Neil Young (Le Noise) - présenté à l'émission Rock Classique du 1er octobre 2010


Neil Young
Le Noise
(rock)
Sortie: le 28 septembre 2010

Le Noise ("le bruit") fait allusion au nom de famille français du producteur de cet album, le très renommé Daniel Lanois qui s’est fait connaître entre autres pour ses réalisations auprès de U2, Peter Gabriel et Bob Dylan. Je ne suis pas un fan de ce qu’il fait, en général je le trouve plutôt ennuyant et ce n’est pas ce nouvel album de Neil Young qui va changer ma perception. J’avais des appréhensions quand j’ai appris l’association entre Daniel Lanois et Neil Young et elles se sont malheureusement concrétisées.

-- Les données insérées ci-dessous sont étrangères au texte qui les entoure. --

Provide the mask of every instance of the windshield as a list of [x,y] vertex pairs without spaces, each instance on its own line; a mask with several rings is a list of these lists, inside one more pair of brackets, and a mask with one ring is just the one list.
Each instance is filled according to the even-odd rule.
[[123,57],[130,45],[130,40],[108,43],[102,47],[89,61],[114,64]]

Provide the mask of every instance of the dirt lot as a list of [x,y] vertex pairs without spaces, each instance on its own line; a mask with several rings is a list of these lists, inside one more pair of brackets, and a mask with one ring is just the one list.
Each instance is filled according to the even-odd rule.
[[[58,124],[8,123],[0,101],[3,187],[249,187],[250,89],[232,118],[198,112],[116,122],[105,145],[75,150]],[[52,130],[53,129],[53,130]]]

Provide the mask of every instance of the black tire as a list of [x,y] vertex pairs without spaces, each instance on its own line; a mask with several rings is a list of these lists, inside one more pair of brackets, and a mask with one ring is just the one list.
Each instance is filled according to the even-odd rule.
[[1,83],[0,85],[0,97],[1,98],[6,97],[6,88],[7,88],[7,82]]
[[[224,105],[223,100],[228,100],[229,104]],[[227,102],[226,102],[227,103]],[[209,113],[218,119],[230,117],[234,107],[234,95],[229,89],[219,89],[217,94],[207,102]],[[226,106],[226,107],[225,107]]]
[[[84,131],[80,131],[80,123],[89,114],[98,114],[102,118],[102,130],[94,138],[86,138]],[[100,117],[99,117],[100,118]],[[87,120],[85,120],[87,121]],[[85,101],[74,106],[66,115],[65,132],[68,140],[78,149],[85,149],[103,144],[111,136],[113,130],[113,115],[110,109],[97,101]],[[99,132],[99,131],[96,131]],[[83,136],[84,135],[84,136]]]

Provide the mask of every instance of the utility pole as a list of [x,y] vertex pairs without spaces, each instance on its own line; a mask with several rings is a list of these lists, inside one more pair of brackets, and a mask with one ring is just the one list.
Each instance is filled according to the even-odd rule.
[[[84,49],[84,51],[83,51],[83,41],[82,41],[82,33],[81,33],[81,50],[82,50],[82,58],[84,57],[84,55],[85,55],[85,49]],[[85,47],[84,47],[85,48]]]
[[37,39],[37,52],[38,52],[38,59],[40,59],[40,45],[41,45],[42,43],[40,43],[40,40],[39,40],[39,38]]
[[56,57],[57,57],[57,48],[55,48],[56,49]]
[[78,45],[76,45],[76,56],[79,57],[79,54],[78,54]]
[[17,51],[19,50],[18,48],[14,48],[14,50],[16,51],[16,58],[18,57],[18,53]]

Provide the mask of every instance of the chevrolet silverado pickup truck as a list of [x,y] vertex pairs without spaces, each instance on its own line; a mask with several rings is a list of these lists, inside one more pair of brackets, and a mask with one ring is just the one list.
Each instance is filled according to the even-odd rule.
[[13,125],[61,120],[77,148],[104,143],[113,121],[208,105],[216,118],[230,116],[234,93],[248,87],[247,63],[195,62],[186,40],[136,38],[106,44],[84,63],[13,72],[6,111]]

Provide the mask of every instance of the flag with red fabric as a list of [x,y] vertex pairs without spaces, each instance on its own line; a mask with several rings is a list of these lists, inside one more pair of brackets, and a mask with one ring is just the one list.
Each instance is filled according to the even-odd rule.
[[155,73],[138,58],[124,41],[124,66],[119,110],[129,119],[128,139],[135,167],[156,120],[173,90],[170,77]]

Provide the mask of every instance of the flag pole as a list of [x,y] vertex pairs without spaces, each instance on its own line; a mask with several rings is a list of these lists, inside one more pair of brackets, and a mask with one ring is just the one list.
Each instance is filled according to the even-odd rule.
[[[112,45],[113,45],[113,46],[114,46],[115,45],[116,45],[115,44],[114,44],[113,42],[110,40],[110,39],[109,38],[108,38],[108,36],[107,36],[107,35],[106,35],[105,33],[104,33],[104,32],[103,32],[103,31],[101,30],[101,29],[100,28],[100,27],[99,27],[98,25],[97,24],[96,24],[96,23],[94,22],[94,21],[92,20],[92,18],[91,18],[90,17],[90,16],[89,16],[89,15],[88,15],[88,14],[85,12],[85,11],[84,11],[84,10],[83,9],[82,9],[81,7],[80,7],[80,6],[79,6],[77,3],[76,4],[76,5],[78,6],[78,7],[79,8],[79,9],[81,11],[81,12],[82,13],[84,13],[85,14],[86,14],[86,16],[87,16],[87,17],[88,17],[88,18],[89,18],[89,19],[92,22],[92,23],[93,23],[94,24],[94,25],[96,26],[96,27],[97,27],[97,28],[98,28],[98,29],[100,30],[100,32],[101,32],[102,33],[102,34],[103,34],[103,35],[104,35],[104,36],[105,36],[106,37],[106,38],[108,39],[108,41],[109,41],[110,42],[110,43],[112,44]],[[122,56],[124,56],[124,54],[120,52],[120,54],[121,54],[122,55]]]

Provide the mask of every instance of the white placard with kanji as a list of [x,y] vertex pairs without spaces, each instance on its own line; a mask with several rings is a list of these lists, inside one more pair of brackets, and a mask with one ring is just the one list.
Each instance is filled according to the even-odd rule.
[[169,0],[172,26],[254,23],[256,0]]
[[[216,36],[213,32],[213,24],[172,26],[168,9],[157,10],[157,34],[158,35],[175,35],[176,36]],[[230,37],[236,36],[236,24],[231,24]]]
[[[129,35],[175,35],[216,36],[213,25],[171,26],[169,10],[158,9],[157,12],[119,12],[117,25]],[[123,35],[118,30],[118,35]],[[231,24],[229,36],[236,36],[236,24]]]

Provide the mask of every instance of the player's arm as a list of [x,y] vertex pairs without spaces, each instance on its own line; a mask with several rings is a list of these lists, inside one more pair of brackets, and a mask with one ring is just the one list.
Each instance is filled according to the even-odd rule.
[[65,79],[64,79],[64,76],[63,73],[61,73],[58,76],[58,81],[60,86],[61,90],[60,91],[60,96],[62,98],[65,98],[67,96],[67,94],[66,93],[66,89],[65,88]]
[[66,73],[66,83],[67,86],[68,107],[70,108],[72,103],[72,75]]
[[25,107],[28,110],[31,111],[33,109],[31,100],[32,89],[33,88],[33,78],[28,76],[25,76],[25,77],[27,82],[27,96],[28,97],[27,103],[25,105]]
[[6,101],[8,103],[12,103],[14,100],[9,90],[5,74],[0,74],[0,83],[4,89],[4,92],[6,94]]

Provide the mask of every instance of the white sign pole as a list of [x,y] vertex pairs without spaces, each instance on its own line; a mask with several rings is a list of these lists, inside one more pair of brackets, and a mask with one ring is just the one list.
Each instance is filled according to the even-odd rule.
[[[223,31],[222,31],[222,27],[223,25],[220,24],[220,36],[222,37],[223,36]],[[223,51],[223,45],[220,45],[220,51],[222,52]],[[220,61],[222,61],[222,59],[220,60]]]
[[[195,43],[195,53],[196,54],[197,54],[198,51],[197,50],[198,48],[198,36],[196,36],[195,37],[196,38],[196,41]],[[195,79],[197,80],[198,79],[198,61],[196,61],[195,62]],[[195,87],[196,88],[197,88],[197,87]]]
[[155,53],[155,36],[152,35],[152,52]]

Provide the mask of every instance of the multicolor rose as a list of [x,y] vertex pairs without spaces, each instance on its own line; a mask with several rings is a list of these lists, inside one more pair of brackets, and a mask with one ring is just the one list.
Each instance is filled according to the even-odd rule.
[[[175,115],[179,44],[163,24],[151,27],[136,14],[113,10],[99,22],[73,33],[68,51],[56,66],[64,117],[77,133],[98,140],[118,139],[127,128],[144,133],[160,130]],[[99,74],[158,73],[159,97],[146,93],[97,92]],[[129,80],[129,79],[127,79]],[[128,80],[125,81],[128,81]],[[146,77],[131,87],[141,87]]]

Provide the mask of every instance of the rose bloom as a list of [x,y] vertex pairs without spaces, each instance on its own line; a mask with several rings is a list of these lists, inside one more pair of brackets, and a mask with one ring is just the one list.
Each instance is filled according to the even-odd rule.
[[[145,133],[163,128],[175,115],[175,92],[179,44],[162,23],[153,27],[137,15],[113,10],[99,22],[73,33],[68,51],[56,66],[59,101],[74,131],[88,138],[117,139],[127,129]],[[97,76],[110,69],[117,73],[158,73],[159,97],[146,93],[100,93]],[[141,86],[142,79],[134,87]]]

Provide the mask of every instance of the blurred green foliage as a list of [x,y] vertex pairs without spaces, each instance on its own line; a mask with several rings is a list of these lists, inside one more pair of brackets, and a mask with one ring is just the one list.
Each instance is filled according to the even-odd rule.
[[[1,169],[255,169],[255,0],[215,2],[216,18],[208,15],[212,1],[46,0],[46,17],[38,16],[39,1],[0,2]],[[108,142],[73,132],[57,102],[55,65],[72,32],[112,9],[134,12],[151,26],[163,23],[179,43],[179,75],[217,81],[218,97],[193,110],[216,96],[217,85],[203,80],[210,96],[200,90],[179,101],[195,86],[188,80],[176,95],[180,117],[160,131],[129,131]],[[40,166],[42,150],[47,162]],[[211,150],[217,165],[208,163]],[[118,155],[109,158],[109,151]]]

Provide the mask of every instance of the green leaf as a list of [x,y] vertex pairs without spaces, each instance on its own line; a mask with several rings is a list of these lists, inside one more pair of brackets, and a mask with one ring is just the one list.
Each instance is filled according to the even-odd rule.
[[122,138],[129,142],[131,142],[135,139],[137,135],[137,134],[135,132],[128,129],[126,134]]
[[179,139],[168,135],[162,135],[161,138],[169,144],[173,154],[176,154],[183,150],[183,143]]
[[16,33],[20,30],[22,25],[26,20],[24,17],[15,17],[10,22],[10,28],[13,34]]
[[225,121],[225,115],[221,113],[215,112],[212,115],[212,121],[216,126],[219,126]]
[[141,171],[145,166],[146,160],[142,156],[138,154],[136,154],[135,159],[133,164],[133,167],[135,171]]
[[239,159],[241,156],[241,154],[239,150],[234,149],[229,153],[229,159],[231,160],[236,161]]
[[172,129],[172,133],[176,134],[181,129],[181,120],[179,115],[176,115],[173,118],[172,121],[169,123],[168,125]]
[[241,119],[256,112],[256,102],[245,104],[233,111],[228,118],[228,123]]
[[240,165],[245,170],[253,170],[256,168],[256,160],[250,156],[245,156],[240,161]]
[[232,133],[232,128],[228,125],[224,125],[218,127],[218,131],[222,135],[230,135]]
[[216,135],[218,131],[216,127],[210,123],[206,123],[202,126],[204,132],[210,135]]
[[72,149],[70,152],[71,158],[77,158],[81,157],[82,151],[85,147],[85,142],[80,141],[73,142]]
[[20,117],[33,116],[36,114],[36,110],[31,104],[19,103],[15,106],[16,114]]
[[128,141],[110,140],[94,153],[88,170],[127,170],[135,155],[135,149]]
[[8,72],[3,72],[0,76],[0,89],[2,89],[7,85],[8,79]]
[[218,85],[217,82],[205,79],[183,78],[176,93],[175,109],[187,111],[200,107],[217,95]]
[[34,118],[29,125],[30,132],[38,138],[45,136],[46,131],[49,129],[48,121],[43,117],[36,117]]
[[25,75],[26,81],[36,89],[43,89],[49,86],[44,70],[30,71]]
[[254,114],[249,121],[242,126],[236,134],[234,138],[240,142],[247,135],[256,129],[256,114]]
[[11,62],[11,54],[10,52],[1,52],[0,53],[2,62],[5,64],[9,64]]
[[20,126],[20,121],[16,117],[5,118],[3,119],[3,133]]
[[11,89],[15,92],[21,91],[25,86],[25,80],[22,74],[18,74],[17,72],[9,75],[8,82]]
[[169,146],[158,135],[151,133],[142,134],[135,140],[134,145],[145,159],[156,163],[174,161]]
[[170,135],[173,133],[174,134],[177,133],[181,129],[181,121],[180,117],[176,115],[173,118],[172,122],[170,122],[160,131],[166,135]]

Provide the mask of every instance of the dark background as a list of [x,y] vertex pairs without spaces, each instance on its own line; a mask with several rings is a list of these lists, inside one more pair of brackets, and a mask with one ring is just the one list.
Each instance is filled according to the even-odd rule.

Contrairement à la plupart des musiciens de sa génération Neil est très productif et il sort régulièrement des disques, ce qui est tout à fait à son honneur – il est encore pertinent et il a toujours des choses à dire et le goût de faire de la musique. Mais je commence à penser qu’il en fait probablement trop puisque ce tout nouvel album est loin d’être à classer parmi ses plus grandes réussites. Le premier extrait du disque, Walk With Me, que j’ai diffusé à l’émission il y a quelques semaines ne m’avait pas tellement impressionné. Eh bien malheureusement le reste ne m’a pas plu du tout non plus. Il s’agit d’un album très dépouillé sur lequel Neil s’accompagne seul à la guitare électrique. Il n’y a aucun autre instrument : pas de batterie, basse, piano… rien d’autre que la voix de Neil et sa guitare électrique (qui est remplacée par la guitare acoustique sur 2 pièces : c'est-à-dire Love and War et Peaceful Valley Boulevard). Personnellement je ne l’ai vraiment pas aimé – j’ai trouvé les mélodies tout à fait banales et le ton monotone et ennuyant. On est loin des disques que Neil a enregistrés avec le Crazy Horse.

Néanmoins, Le Noise a reçu d’excellentes critiques ailleurs et certains semblent l’avoir beaucoup apprécié. Tant mieux ! Mais personnellement je ne pense pas que je vais jamais le réécouter – c'est vraiment trop plate comme disque. C’est à mon avis un de ses pires en carrière. Comme cote je lui donne un gros 3 sur 10 et ça, c’est vraiment parce que c’est Neil Young…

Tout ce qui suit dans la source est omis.